GZ: Yeah, I think re. the lawn this is the best approach! The proverbial "Middle Path."

Linda Sue: Apparently dandelions are great for early spring insects. I try to leave all that I can.

Frances: We have a lot blooming right now, including wallflower, azaleas, rhododendron and forget-me-nots.

Mitchell: They DO look amaryllis-like! And yes, apparently Liza did get an Oscar nomination for "The Sterile Cuckoo," which once again makes me wonder how I never heard of it.

Sabine: Ha! We HAVE seen evidence of renovations, like building materials piled in front of the house and stuff like that. I'm sure all our neighbors hate us.

YP: I'm not sure. I think when they finish they'll just take it apart and start again!

Beth: That's the problem with having landscapers on a regular contract. They come and cut everything whether it needs it or not!

Debby: It's true, but I also feel like I was just there not long ago. I may try to wait until October, when Florida is slightly cooler and more pleasant.

Bob: YES! Our grass is much less dense than the grass in the southern USA, but even so, pushing through a lot of overgrowth can be a challenge.

Ms Moon: Ha! It DOES sound like some kind of scary Cold War storybook!

Boud: Well, we live on the lower floor, so I'm not sure how they could build a tunnel unless there's a trap door beneath their entrance landing. :)

Robin: I will certainly go, but the question is when. I could go in August or I could wait until October.

Ed: The problem with dementia is, I'm not really spending time with "her" anymore. She's long gone already.

Colette: I mostly feel bad for her. She would not want this. (No one would.)

Tasker: Ha! That's true!

Ellen D: Yes, I'm glad we always had a good relationship.
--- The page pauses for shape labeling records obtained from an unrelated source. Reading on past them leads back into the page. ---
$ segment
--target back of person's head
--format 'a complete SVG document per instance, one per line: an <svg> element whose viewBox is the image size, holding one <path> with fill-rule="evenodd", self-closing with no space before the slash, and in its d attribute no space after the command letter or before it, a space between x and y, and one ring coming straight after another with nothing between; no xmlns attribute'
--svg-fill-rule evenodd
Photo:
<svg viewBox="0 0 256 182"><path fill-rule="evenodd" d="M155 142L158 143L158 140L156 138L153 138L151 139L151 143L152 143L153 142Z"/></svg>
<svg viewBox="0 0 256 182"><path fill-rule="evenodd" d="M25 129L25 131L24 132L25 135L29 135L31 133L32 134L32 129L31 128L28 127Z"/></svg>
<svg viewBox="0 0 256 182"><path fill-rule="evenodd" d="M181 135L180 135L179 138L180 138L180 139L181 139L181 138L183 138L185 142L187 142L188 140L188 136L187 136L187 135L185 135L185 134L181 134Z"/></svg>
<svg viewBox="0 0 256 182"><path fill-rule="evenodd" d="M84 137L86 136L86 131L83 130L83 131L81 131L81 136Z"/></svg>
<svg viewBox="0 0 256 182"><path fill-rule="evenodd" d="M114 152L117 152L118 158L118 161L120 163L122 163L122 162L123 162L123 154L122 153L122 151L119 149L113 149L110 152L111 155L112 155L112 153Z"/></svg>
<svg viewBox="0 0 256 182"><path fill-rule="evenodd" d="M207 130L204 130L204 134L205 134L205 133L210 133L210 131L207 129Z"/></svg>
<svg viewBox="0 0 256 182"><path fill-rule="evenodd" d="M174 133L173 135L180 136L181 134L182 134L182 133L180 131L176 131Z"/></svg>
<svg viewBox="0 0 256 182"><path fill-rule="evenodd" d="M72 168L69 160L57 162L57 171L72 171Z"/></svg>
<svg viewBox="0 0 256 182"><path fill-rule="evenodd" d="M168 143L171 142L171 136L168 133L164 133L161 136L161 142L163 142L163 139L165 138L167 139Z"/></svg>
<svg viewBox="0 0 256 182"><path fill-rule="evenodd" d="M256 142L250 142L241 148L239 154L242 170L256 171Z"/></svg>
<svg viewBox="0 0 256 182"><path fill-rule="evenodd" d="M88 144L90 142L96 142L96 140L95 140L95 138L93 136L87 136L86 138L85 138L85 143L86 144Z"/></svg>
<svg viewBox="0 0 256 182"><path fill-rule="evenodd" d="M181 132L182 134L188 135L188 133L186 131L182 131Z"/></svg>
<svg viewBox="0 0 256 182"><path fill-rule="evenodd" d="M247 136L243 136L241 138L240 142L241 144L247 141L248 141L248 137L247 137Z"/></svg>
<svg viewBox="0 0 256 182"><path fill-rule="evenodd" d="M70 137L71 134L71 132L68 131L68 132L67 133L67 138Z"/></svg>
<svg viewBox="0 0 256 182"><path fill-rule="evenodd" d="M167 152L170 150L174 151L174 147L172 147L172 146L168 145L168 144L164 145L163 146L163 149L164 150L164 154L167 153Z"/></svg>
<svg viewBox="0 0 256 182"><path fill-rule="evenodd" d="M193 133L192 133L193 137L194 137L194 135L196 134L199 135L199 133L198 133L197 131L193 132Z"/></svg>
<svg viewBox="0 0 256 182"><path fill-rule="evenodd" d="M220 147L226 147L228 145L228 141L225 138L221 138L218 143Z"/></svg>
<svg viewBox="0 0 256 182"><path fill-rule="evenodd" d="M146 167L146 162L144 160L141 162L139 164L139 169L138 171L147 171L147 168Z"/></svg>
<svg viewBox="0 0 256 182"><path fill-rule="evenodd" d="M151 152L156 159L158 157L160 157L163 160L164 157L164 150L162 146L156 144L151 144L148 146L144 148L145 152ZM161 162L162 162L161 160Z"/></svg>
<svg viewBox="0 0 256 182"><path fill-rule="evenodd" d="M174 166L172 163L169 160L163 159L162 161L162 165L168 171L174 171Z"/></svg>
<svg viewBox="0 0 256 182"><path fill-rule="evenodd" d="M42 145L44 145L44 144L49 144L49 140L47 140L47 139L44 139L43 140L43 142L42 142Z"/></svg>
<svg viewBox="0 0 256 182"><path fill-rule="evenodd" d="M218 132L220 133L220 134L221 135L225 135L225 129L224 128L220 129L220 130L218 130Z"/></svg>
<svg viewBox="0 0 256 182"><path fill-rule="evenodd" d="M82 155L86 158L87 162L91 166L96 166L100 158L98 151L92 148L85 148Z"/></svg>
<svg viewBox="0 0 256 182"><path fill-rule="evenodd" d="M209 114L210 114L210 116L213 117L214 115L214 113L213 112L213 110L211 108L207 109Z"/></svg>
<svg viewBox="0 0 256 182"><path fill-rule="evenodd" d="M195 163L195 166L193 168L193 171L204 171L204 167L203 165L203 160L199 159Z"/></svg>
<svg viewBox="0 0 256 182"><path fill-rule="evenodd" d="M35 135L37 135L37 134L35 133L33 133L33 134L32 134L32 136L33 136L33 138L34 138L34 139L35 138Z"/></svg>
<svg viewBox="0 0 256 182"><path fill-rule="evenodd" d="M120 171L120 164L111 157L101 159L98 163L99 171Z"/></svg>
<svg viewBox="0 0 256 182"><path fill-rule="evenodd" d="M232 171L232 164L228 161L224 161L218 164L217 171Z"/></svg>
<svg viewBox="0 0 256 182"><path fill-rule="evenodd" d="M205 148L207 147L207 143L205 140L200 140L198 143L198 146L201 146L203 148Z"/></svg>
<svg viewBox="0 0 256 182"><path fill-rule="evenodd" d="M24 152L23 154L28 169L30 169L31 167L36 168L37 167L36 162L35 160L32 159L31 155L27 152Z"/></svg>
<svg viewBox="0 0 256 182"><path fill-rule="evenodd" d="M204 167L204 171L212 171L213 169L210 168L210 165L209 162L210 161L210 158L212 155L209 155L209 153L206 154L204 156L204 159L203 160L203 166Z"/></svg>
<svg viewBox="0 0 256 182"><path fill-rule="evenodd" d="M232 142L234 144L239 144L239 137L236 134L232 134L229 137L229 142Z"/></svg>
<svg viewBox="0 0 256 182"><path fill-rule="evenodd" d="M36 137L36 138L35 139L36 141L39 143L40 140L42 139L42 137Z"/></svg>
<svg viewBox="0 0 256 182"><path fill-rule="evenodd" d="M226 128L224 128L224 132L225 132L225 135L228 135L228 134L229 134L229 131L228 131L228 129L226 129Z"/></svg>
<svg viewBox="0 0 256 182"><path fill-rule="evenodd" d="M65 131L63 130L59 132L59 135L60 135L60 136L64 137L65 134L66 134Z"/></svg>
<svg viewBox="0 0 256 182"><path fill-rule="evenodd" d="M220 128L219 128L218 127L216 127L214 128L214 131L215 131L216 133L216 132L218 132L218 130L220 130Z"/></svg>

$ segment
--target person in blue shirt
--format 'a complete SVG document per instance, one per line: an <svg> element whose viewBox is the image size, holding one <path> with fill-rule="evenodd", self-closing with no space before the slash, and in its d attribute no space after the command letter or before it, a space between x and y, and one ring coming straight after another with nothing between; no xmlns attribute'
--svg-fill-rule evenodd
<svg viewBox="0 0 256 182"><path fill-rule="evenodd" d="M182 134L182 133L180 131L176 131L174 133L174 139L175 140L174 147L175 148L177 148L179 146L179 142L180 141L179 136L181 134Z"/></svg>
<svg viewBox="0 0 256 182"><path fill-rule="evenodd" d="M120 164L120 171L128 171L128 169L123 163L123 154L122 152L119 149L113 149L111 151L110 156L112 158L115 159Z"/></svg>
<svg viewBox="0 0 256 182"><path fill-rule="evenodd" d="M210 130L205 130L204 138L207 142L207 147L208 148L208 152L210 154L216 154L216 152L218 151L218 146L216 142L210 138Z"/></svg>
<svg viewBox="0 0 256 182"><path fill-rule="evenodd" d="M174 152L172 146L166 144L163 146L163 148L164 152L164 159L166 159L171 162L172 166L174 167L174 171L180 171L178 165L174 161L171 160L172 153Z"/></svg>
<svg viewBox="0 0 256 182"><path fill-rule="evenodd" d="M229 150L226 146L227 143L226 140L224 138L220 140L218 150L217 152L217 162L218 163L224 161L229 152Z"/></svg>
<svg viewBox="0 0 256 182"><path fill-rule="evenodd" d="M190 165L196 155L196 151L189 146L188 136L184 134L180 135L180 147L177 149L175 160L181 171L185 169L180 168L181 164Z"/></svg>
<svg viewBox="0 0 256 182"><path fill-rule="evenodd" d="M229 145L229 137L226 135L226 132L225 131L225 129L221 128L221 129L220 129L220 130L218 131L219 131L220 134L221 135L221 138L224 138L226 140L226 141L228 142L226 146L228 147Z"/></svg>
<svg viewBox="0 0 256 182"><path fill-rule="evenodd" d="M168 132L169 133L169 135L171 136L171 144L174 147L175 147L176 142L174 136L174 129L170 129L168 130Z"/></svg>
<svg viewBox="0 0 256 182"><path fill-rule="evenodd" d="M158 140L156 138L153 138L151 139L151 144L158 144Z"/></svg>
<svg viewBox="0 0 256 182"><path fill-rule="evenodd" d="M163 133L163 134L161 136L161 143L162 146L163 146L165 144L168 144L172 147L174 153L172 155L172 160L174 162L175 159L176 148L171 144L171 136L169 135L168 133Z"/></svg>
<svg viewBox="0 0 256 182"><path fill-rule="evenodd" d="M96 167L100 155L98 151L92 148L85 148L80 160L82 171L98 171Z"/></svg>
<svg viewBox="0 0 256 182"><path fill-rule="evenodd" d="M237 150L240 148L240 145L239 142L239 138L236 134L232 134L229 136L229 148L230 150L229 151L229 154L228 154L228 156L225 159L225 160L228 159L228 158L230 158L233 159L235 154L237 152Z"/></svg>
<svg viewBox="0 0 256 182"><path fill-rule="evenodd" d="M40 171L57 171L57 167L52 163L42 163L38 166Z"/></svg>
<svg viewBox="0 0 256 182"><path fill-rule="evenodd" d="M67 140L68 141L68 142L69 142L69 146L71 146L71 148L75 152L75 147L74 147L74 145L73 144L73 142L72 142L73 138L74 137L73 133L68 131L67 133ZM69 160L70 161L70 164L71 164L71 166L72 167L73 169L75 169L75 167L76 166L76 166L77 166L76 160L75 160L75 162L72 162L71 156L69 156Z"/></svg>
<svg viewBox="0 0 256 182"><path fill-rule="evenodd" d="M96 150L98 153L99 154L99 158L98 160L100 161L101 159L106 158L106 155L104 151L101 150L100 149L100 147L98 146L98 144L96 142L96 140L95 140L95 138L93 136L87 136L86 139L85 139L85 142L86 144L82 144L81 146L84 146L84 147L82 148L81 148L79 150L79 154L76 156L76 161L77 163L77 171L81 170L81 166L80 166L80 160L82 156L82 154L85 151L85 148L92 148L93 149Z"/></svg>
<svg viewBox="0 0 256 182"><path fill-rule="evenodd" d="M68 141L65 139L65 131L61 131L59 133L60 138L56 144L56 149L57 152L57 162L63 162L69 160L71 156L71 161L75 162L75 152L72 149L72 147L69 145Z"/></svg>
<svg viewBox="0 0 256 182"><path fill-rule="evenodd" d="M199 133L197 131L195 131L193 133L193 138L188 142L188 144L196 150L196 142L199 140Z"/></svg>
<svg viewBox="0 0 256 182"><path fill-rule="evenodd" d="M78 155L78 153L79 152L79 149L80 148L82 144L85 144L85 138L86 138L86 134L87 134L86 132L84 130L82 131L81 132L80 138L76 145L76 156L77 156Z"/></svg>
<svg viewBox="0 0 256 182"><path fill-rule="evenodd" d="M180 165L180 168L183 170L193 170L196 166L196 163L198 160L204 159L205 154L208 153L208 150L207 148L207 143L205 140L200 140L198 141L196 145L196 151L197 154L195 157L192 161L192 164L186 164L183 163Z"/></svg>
Ellen: Yeah, part of me does wonder if she's not perceiving something. When I was there the last time I definitely felt like she recognized me and we could communicate about her surroundings. (But nothing too abstract.)

Red: I vote for the latter over the former any time.

Sharon: Yeah, I think that's true. Hence the switch to Hospice.

Bug: They are nice. I'd never seem them before I got this (free) plant. I'm enjoying them a lot.

Kelly: Ha! Thanks for your generosity. :)

Allison: That's exactly what happened with some things. We are very informal gardeners!

John: I can see how it would make an interesting case study, though I'm not sure how true-to-life it is.

Caro: Yeah, there was a time when it made sense to try to roll it back and keep it in check but we're past that now.

Jeanie: No-Mow May is always a good excuse to let things go a little bit. :)

Catalyst: Thanks. I hate to say it, but I feel like she's already gone and only her body is left.

Margaret: In any garden, there are always those awkward in-between times!

Jenny-O: Oh, that's interesting. It just intuitively seems weird, to let the grass grow and communities of insects form, and then to mow everything down! Better that the insects settle in places that will be safer for longer periods of time. Maybe I will leave these "islands" of grass through the summer.